I publish almost exclusively on the Internet, and I’ve grown to like it: it’s easier to correct an error on the web, and it’s nice to feel like the distance between reader and writer has closed (since feedback – for good or bad – is more readily available through comments, emails, Twitter, and so on).
But there’s a huge problem with writing for the web: it’s easy, in the mill of getting stuff out there, to write shoddily – or, worse, to write simply for attention, or the money. It’s something that I and many others struggle with every day.
So I’m glad Tyler Charles wrote about it for The High Calling:
While social media was still abuzz with the sensational claims my article made, a few responsible Christian leaders did what I should have done in the first place: examine the data. And they found it woefully lacking. In the days that followed, I sat at my laptop and watched with horror as more responses cropped up online. The sources didn’t directly attack me, but they definitely included sharp words about what they perceived to be misleading and irresponsible.

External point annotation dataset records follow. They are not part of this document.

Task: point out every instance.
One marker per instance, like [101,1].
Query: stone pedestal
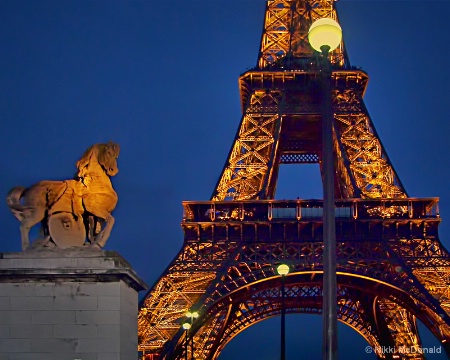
[68,304]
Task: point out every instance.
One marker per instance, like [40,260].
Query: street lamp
[186,327]
[191,315]
[283,270]
[324,36]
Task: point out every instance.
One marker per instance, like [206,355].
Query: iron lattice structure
[391,266]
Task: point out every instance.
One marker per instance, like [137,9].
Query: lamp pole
[283,270]
[186,327]
[324,36]
[192,315]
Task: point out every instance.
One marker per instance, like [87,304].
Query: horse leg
[101,238]
[27,223]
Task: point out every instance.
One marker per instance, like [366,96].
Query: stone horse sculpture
[68,209]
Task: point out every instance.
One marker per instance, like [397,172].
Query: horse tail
[13,202]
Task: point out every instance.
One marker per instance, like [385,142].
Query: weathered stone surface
[71,304]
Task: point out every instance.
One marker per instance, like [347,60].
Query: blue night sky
[160,79]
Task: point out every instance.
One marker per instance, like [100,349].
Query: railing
[305,210]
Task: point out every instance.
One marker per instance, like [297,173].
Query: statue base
[68,304]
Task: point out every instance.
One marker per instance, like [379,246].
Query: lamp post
[191,315]
[324,36]
[283,270]
[186,327]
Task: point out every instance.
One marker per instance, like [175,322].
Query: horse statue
[70,209]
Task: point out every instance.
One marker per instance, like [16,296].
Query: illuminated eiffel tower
[391,266]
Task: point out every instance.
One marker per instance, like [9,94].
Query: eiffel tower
[392,269]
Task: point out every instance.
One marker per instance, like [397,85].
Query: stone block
[98,345]
[30,331]
[75,303]
[31,303]
[28,356]
[53,317]
[108,331]
[72,331]
[4,332]
[53,346]
[110,356]
[15,317]
[97,317]
[108,303]
[4,302]
[14,345]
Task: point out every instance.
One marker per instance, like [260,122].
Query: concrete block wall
[73,313]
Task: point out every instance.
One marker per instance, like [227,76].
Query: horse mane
[107,151]
[102,152]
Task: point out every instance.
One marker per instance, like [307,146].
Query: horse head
[107,157]
[105,154]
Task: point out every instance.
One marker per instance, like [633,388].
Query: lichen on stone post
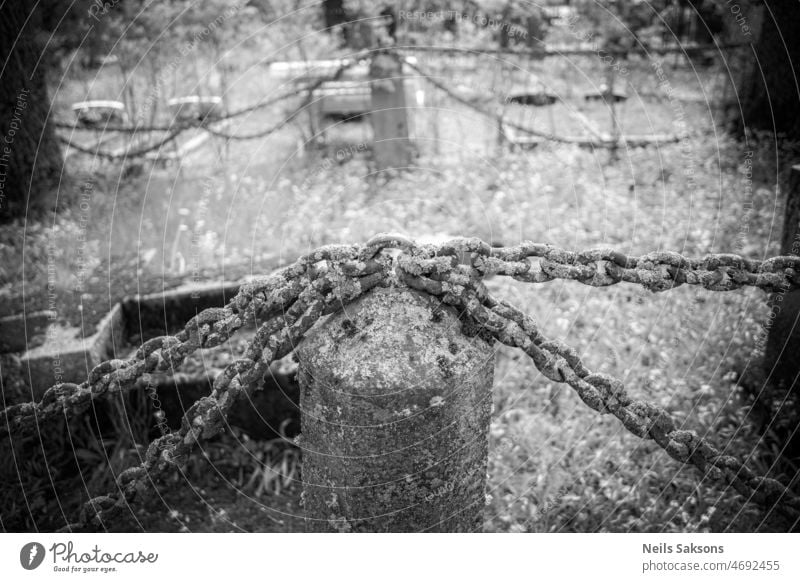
[395,403]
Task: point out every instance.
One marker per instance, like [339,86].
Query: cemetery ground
[244,208]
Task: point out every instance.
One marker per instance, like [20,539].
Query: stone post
[392,147]
[395,403]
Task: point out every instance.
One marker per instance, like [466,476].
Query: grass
[554,464]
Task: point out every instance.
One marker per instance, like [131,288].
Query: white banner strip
[379,557]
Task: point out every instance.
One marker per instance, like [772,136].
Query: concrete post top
[394,338]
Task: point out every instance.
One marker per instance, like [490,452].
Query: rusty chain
[291,300]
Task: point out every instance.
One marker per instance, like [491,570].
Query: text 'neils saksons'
[664,548]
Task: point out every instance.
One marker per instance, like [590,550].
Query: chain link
[286,304]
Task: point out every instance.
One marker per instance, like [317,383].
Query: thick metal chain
[260,299]
[290,301]
[323,292]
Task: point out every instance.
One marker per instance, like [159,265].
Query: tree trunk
[770,93]
[30,156]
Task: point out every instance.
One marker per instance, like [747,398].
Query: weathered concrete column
[783,342]
[395,403]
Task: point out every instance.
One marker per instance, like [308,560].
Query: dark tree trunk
[771,93]
[30,157]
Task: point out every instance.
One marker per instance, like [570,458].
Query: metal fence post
[783,340]
[395,404]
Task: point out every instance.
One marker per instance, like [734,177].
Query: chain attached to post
[285,305]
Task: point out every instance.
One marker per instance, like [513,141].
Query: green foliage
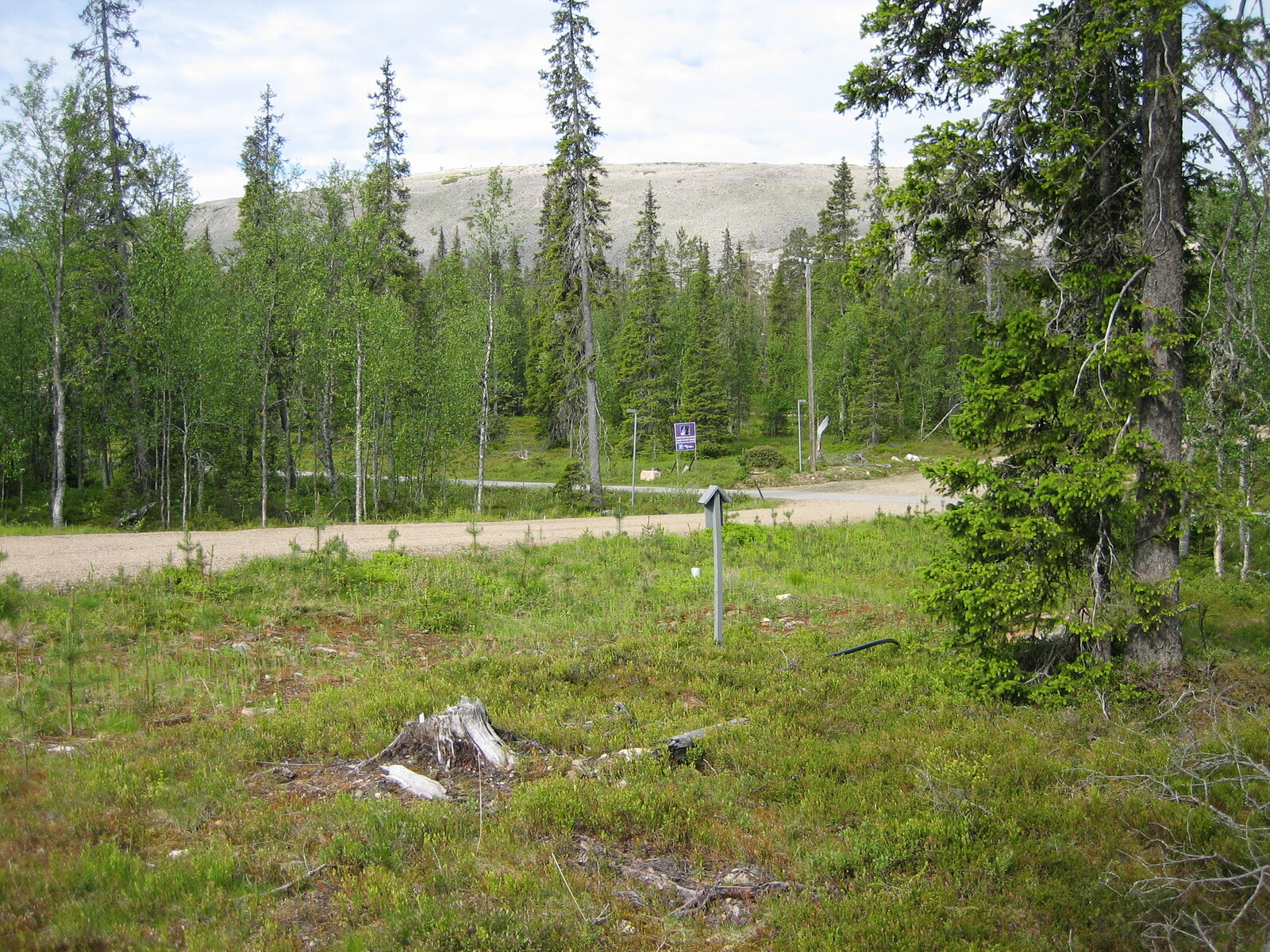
[762,457]
[946,799]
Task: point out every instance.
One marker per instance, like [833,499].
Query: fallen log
[709,892]
[679,743]
[459,736]
[861,647]
[414,784]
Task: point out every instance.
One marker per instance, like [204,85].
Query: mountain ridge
[760,203]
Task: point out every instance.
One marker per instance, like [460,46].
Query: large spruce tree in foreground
[573,238]
[1080,155]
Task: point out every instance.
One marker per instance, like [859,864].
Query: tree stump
[460,736]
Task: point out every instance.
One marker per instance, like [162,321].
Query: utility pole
[798,412]
[810,365]
[634,451]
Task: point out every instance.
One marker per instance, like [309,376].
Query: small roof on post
[708,498]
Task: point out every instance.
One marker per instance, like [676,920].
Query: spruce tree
[837,222]
[738,329]
[111,25]
[573,236]
[878,182]
[1083,143]
[260,267]
[702,397]
[643,374]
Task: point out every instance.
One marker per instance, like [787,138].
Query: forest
[144,368]
[1058,734]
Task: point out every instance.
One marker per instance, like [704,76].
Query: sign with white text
[685,437]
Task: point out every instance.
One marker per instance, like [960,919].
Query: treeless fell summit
[759,203]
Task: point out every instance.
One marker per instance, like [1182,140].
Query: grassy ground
[178,770]
[518,456]
[521,456]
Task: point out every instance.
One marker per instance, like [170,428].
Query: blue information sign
[685,437]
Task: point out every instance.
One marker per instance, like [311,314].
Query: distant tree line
[150,368]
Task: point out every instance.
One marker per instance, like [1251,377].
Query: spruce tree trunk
[483,436]
[1219,528]
[1157,641]
[264,455]
[1245,526]
[359,469]
[588,361]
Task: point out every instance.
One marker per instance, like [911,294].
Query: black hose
[861,647]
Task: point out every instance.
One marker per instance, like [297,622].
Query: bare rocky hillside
[760,203]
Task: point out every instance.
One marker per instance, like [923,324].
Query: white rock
[414,784]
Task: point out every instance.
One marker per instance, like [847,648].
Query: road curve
[67,560]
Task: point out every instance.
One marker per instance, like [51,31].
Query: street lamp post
[799,413]
[634,451]
[810,363]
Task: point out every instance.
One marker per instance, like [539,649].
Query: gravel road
[65,560]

A colleague emailed me an article written by a well-respected Christian pastor/author and said, “Uh oh, so-and-so is after you.” I quickly read “so-and-so”‘s opinion and wanted to offer a rebuttal—a defense, a justification, something. But I had none to offer; he was absolutely right. I had not intentionally misled anyone, but upon reviewing the data, now too late, even I couldn’t justify the conclusions my article suggested.